I couldn’t help but wonder how and why he was hurt. I imagined a fight, an altercation. I imagined whether he was the victim or the aggressor — possibly both. There was a definite appearance about him that led me to believe he probably doesn’t hang with a safe crowd. And it was obvious he was low on the socio-economic scale.
He had family around him. At least four women, possibly sisters, a girlfriend, maybe his mother — surrounded him, checking on him, supporting him. I could sense the love. But I could sense that they weren’t out of the woods yet. The cloud over them was heavy.
And then I noticed a little girl, no more than 6 years old cuddled and coiled in the lap of one of the women. Was she his daughter, his sister? Maybe, maybe not. But why was she there? What happened in the course of events that kept her from being in school that morning? She had a big backpack with her. It was cute with princesses on it, but huge like the kids have to carry today. You know, where the backpack looks almost bigger than the child herself. Had she witnessed anything? Because she was certainly seeing the aftermath.
I saw a police officer come inside to let them know their ride was ready — a ride in a police van. They all went together. Whether the man was to be arraigned on charges or whether he was just being brought in for questioning was not what overtook my mind then. All I could think about was that little girl and what she was taking in at that moment. What had she seen that morning? What was she thinking now? What was imprinting on her forever? I saw her eyes glued to his face. Though strangely, it didn’t seem like it was a new thing for her. So young.

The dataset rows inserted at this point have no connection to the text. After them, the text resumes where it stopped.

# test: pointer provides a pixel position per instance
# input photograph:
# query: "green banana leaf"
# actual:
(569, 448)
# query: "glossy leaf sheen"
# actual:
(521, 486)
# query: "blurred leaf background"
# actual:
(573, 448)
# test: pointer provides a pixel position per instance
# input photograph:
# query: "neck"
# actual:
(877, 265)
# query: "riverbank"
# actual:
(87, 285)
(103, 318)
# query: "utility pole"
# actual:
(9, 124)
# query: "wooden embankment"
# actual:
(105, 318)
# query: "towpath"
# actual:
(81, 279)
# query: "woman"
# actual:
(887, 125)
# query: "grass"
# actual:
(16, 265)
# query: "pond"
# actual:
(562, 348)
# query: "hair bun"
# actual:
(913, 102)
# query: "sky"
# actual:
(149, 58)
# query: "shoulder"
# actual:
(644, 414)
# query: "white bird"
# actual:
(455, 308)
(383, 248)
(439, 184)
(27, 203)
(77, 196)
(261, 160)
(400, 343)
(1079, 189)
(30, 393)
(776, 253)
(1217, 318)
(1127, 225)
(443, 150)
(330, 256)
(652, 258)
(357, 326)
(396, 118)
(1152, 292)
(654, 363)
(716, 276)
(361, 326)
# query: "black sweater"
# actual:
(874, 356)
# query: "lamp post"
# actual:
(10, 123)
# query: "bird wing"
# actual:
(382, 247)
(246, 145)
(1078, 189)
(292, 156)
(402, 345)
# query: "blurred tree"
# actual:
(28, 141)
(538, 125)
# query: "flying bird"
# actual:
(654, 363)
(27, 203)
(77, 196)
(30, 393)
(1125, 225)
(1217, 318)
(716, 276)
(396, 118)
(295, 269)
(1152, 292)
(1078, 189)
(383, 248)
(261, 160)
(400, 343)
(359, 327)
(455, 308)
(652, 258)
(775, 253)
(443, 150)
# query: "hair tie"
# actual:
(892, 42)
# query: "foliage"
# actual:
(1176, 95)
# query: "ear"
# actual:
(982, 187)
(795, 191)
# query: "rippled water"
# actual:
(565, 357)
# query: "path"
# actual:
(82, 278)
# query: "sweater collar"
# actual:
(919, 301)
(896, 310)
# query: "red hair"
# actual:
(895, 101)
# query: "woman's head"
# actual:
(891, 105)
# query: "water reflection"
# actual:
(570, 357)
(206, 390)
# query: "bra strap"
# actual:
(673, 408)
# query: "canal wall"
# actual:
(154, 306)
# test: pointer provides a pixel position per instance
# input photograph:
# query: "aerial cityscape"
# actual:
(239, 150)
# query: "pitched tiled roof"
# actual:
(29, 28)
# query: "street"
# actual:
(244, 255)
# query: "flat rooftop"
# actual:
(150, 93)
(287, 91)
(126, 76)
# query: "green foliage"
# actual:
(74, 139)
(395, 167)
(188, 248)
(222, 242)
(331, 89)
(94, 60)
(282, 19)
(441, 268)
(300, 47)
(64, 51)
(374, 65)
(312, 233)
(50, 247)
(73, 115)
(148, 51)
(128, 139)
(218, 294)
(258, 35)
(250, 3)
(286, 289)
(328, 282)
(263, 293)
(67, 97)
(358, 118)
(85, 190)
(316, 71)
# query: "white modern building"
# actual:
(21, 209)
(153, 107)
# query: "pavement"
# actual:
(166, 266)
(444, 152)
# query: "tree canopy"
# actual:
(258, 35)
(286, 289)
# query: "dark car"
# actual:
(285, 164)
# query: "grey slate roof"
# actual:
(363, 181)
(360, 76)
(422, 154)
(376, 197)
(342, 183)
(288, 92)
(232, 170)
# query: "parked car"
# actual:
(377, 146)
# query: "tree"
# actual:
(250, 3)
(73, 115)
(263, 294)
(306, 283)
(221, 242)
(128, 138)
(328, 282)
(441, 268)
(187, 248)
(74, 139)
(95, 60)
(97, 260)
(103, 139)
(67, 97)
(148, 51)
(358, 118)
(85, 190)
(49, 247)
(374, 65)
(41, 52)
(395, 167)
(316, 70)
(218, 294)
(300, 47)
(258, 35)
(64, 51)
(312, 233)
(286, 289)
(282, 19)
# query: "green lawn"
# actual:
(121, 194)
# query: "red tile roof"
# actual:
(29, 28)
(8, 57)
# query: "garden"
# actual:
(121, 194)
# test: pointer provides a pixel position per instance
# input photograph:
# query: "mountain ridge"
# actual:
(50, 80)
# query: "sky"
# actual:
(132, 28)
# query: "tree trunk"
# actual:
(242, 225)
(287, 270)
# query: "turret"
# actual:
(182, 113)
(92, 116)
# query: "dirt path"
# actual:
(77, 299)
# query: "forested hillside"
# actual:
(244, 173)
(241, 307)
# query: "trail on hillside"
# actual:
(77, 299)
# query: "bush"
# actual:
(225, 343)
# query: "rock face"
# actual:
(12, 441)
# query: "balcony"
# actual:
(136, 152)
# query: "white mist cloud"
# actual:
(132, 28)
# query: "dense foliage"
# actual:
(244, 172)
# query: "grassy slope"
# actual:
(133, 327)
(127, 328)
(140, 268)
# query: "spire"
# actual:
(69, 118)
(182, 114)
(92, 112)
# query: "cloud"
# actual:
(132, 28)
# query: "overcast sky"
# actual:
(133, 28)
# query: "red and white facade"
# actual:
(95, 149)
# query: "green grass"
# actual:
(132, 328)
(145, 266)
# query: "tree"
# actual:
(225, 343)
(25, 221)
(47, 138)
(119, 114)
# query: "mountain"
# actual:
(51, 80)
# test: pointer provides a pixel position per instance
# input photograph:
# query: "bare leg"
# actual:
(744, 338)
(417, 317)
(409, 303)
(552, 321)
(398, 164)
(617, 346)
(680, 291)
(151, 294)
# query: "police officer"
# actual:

Will she follow this same path later in life? Will she continue the cycle? Or will she go the other way?
Breaking a cycle is very difficult. We become programmed at such a young age. I’ve heard psychologists say we’re who we will be by the time we’re three. This little girl has seen so much already at such a young age it makes me wonder what permanent impact it has had on her. It makes me wonder if there’s hope for her future.
Well, of course there’s hope. There’s always hope.